E. Bit-sum update unit
In Fig. 7 , the bit-sum update unit is shown. When processing of a check node group starts, the bit-sums are loaded in the shift registers with a delay equal to the current node degree, and thus equal to the delay of the CFUs. Then, when the bit-sum differences from the CFUs start to arrive, they are added to the old bit-sums. The sum is truncated and sent to the output to be written back to the bit-sum memories. When several CFUs have updates to the same bit-sum, the updated bit-sum is reloaded in the shift register to replace the obsolete value. 
F. Memories
The bit-sums are organized into Q memory banks with data wordlengths of w q bits. Each memory l contains the bit-sums of the variable nodes v k where k = l mod Q. The min-sums are organized into Q memory banks with data wordlengths of w e + 1 + 2w r bits, which holds a w e -bit edge index, 1-bit parity, and two w r -bit magnitudes. Each memory l contains the min-sums of the check nodes c k where k = l mod Q.
1
IV. RESULTS
The reference architecture and the proposed architecture have been synthesized for the rate-1/2 LDPC codes in 802.16e and 802.11n. For the proposed architecture, a lower parallelization factor has been used due to the faster convergence. For all implementations, w q = 8 and w r = 5.

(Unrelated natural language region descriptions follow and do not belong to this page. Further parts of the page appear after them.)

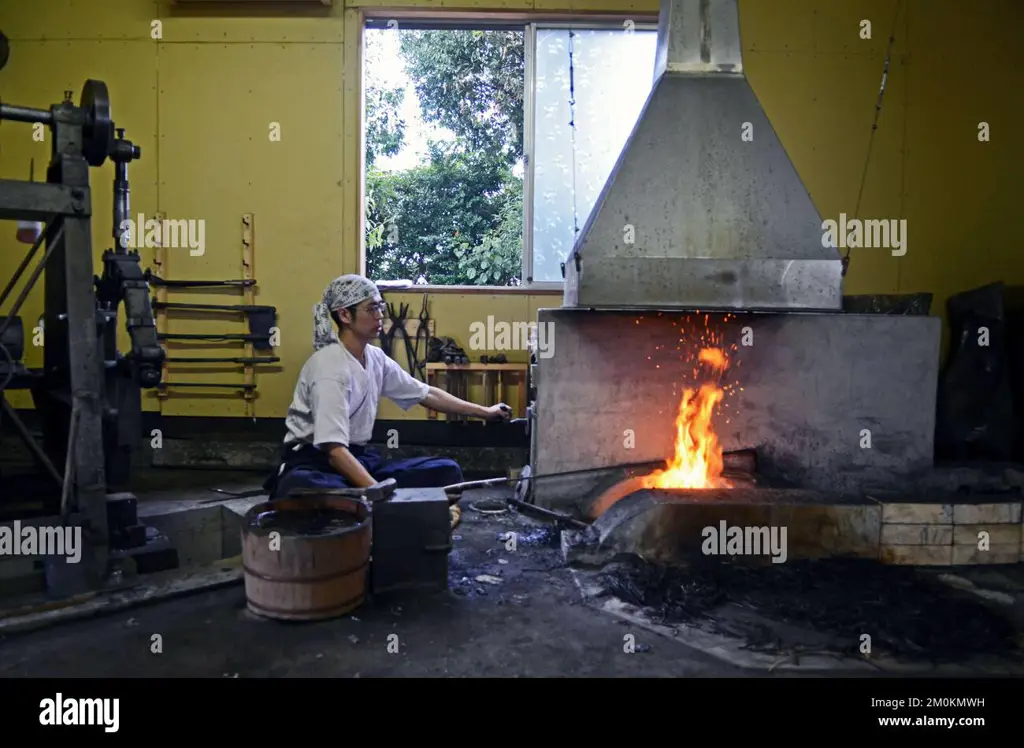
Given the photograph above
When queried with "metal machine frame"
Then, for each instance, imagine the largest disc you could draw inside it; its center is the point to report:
(88, 396)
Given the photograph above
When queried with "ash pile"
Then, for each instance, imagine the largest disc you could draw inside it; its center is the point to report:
(826, 605)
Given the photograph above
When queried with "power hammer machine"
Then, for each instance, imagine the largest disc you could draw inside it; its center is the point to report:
(87, 397)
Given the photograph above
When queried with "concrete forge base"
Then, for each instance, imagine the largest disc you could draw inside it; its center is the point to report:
(668, 527)
(665, 527)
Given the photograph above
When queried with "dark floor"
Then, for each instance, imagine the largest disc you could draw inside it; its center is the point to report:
(529, 623)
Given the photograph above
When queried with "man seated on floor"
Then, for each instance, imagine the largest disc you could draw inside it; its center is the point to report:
(331, 419)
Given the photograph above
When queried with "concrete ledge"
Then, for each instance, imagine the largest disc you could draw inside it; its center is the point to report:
(665, 527)
(202, 533)
(158, 587)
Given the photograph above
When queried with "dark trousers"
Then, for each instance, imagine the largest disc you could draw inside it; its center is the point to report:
(308, 467)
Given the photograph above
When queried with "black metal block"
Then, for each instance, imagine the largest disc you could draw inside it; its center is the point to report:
(157, 554)
(412, 538)
(122, 511)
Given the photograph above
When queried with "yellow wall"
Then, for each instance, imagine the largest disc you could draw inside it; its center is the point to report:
(200, 99)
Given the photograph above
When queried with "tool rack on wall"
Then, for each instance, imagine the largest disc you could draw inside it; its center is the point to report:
(261, 324)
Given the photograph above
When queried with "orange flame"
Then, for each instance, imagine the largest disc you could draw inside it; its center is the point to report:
(697, 461)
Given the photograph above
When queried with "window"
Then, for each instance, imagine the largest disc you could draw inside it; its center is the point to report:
(486, 148)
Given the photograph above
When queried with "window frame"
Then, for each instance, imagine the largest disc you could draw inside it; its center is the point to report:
(528, 24)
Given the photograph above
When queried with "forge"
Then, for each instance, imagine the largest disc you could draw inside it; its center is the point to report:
(704, 316)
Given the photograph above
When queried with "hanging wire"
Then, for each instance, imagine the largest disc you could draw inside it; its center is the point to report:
(875, 127)
(576, 220)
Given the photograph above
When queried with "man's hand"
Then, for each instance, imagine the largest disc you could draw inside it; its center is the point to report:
(500, 412)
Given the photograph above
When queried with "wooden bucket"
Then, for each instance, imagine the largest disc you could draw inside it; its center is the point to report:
(296, 576)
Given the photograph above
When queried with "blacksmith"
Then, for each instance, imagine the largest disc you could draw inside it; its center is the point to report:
(331, 419)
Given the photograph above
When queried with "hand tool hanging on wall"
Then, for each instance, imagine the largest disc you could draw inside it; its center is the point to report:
(423, 333)
(398, 320)
(261, 319)
(155, 280)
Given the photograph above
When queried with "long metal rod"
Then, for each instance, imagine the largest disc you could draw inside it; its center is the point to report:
(25, 114)
(32, 281)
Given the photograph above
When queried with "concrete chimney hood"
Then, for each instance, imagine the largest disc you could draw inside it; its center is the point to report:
(704, 209)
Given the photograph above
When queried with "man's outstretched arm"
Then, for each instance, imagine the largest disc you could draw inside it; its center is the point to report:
(442, 402)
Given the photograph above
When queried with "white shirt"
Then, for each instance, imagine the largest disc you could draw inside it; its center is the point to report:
(336, 399)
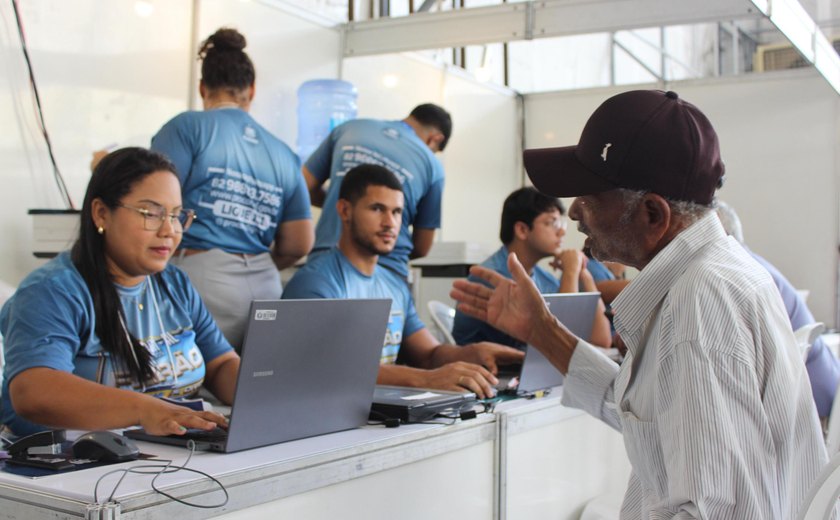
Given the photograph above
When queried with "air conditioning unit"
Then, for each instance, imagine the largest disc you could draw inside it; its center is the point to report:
(783, 56)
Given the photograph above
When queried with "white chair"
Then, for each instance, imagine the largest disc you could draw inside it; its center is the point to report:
(806, 335)
(821, 502)
(444, 317)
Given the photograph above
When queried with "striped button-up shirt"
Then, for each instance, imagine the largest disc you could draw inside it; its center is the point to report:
(712, 399)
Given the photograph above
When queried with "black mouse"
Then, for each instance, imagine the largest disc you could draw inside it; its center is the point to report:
(105, 446)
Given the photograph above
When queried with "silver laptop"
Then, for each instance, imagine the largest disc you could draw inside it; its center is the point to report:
(574, 310)
(308, 367)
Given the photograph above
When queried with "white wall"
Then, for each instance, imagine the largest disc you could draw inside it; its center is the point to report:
(779, 136)
(482, 159)
(107, 75)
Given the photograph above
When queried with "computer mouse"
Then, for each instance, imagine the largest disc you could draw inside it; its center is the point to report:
(105, 446)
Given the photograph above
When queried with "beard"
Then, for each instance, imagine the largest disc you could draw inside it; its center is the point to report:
(610, 247)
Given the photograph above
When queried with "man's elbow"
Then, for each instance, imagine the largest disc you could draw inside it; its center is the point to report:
(27, 401)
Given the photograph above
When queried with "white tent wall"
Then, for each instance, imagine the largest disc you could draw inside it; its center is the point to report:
(105, 75)
(779, 139)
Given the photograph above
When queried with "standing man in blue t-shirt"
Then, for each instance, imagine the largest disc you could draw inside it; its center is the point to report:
(407, 148)
(370, 206)
(533, 227)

A. Maximum check node degrees
When check node merging is used, the check node degrees increase with increased punctured rate, and the maximum check node degree supported by the decoder affects the length of the register chain in the bit-sum update unit. Therefore a limit must be set based on the degree distributions of the check node merged matrices. Figure 8 shows the maximum check node degrees as a function of the punctured rate for the rate-1/2 codes of the 802.16e and 802.11n standards. C = 32 and C = 44 have been chosen for 802.16e and 802.11n, respectively, in order to handle rates between 0.5 and 0.85.
B. Decoding throughput
As the complexity of the code is reduced when checks are merged, the number of clock cycles per iteration is reduced as the punctured rate increases. Further, as seen in Fig. 2(b) , the check-merging algorithm converges in fewer iterations than the standard sum-product algorithm. In Fig. 9 , for each SNR a punctured rate has been chosen that results in a target BLER of 10 −3 . Then, the throughputs of the decoders have been determined considering the average number of iterations required at that SNR and rate. For higher SNR, higher rates can be used, and the benefit of the check-merging decoder is seen as a significant throughput increase.
C. Synthesis results
The reference decoder [6] and the proposed check merging decoder have been synthesized for an Altera Cyclone II EP2C70 FPGA for a clock frequency of 100 MHz. Mentor Precision was used for the synthesis, and the results are shown in Table I for 802.16e and 802.11n. The C values for the reference decoders were set to the maximum check node degrees of the rate-1/2 codes in the respective standards. Due to the smaller parallelization factors of the check-merging decoders, the logic utilization is reduced. However, increased check node degrees require longer FIFOs in the bit-sum update unit, increasing the register complexity.
V. CONCLUSIONS
In this paper, an architecture for decoding of rate-compatible QC-LDPC codes using the min-sum algorithm was presented. The decoder uses check node merging to reduce the convergence time of the algorithm. The check-merging algorithm was evaluated for QC-LDPC codes from the IEEE 802.16e and 802.11n standards, and the architecture was implemented in an Altera Cyclone II EP2C70 FPGA. Reduced convergence time allows the check-merging algorithm to be implemented with a lower parallelization factor, thereby reducing the implementation complexity.